I knew Oswald wasn't in it alone.
In the 70's, Doonesbury used to make fun of Rather as being the "gossip" monger on CBS. A long series of cartoons showed him being on a panel discussion on celebrity jounalism with Rona Barrett, and being mocked as the airhead he is. Funny how Trudeau never continued on this subject.
While I am on this rant, maybe the reason newsrooms can't afford the "hard hitting journalism" they supposedly used to offer might be the $10 million a year they pay to idiots like Rather, Couric, Jennings or Brokaw.
What kind of tacky people would give Dan Rather an award after what he did?
Somewhere in the article, Rather was proud of how the media was "willing to speak truth to power" during Katrina. The Freepers who exposed Dan's fraudulence should be proud that they spoke truth to the old media's power.
Good, we are making a difference! I hope they can't sleep at night.
No go back under the rock that you retired to, Dan!
Rather and his ilk have been lying, sensationalizing, twisting the truth, and generally misleading the public for four decades to advance their socialist agenda. Thank God for the information highway.
Precisely!
This isn't actually posted as "news" is it? :-)
What Dan's upset about is the biased left thats dominated the MSM loss of power.
Before the internet became a popular source for news and outlets like fox news came around, the left completely dominated the news. The far-left would argue with the moderate left and that was their idea of biased news reporting.
What Dan is crying about is all about loss of power.
"Who else is a huge AH and a complete moron and gets paid so well for their fictional reporting? That's Incredible!"
Michael Moore?
"If you made a movie about (evolutionary biologist Charles) Darwin now, it would be revolutionary," Nevins said. "If we did a documentary on Darwin, I'd get a thousand hate e-mails."

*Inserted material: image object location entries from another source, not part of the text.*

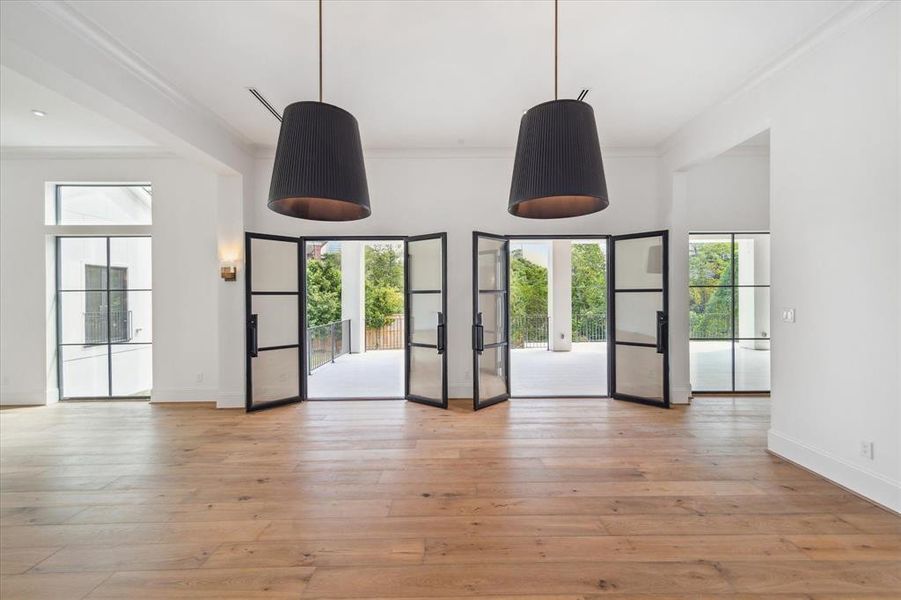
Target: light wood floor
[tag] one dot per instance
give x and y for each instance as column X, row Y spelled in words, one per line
column 559, row 499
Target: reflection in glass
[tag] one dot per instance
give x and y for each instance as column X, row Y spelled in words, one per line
column 426, row 373
column 424, row 309
column 492, row 306
column 132, row 369
column 130, row 263
column 104, row 205
column 636, row 316
column 752, row 258
column 492, row 264
column 639, row 263
column 83, row 317
column 82, row 263
column 639, row 372
column 85, row 371
column 752, row 365
column 710, row 312
column 710, row 260
column 424, row 264
column 274, row 266
column 711, row 365
column 276, row 320
column 752, row 312
column 492, row 373
column 276, row 375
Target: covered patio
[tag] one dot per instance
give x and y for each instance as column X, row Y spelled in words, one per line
column 541, row 372
column 371, row 374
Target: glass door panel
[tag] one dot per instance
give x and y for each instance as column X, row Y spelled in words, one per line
column 425, row 272
column 273, row 288
column 639, row 358
column 490, row 327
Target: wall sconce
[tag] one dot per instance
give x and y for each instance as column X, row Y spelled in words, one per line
column 228, row 272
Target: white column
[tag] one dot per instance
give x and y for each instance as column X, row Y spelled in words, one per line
column 353, row 292
column 560, row 295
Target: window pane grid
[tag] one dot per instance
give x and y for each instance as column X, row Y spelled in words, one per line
column 729, row 307
column 103, row 321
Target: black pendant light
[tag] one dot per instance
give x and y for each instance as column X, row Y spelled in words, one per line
column 558, row 171
column 319, row 172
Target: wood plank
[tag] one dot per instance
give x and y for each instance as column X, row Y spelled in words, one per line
column 318, row 553
column 475, row 579
column 225, row 584
column 16, row 561
column 678, row 548
column 50, row 586
column 126, row 557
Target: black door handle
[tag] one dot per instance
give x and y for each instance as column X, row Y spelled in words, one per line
column 661, row 332
column 442, row 333
column 252, row 340
column 478, row 335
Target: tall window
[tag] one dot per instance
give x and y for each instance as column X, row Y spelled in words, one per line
column 104, row 293
column 729, row 312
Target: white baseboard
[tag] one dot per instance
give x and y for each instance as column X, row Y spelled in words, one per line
column 869, row 484
column 230, row 400
column 24, row 398
column 184, row 395
column 459, row 389
column 680, row 394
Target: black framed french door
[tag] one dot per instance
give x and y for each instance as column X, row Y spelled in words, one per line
column 639, row 354
column 425, row 343
column 273, row 301
column 491, row 319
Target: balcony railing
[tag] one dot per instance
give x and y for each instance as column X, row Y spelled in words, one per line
column 529, row 331
column 387, row 337
column 327, row 342
column 97, row 322
column 589, row 327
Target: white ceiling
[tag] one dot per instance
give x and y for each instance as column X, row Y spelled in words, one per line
column 65, row 124
column 451, row 73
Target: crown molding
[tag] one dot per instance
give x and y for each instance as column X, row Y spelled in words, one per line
column 66, row 12
column 451, row 152
column 747, row 152
column 853, row 12
column 82, row 152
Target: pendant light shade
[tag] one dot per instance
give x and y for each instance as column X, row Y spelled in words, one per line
column 558, row 171
column 319, row 172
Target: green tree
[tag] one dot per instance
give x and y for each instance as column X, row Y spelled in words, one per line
column 528, row 294
column 710, row 266
column 324, row 289
column 384, row 285
column 589, row 287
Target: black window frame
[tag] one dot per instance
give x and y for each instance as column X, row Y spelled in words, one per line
column 735, row 286
column 59, row 291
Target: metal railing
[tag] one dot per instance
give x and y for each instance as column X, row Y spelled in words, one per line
column 707, row 325
column 387, row 337
column 96, row 324
column 589, row 327
column 327, row 342
column 529, row 331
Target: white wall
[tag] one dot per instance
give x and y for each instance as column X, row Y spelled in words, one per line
column 833, row 116
column 196, row 216
column 730, row 192
column 424, row 192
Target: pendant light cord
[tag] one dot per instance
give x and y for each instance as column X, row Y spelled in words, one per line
column 320, row 50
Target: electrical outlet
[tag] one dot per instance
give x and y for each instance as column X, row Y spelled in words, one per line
column 866, row 450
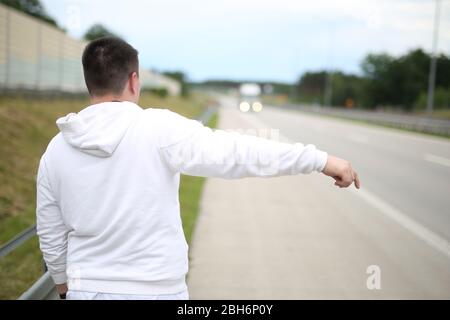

Yeah, the documentarians are sure living in fear. OMG, I might get some hate mail. I would love to see a documentary about communist symphatizers in Hollywood in the 30's and 40's who supported the Ribbentrop/Molotov treaty. Let's see if that would win any awards.
Code words for "I am a marxist."
Just like the farewell TV special that Dan had to host himself because his bosses wouldn't be seen in the same area code as Dan and they couldn't make anybody else show up. Dan thinks he's a martyr, most of America knows he's a friggin' idiot.
It's Bill Burkett! The unimpeachable source himself!
Or at least he's close enough to being Bill Burkett to meet CBS's standards.
I haven't left yet........
Thanks for the good wishes - I really dread the PT sessions.
NOW - I am outta here!!!
Yep! Dan Rather spent 40 years whoring himself for CBS. He fits right in with Nevins other pay-television ventures.
No, they were spinning propaganda. But the power of the truth will take them down, just like it took you down, you whiny socialist.
P.S. Who kissed better, Saddam or Fidel?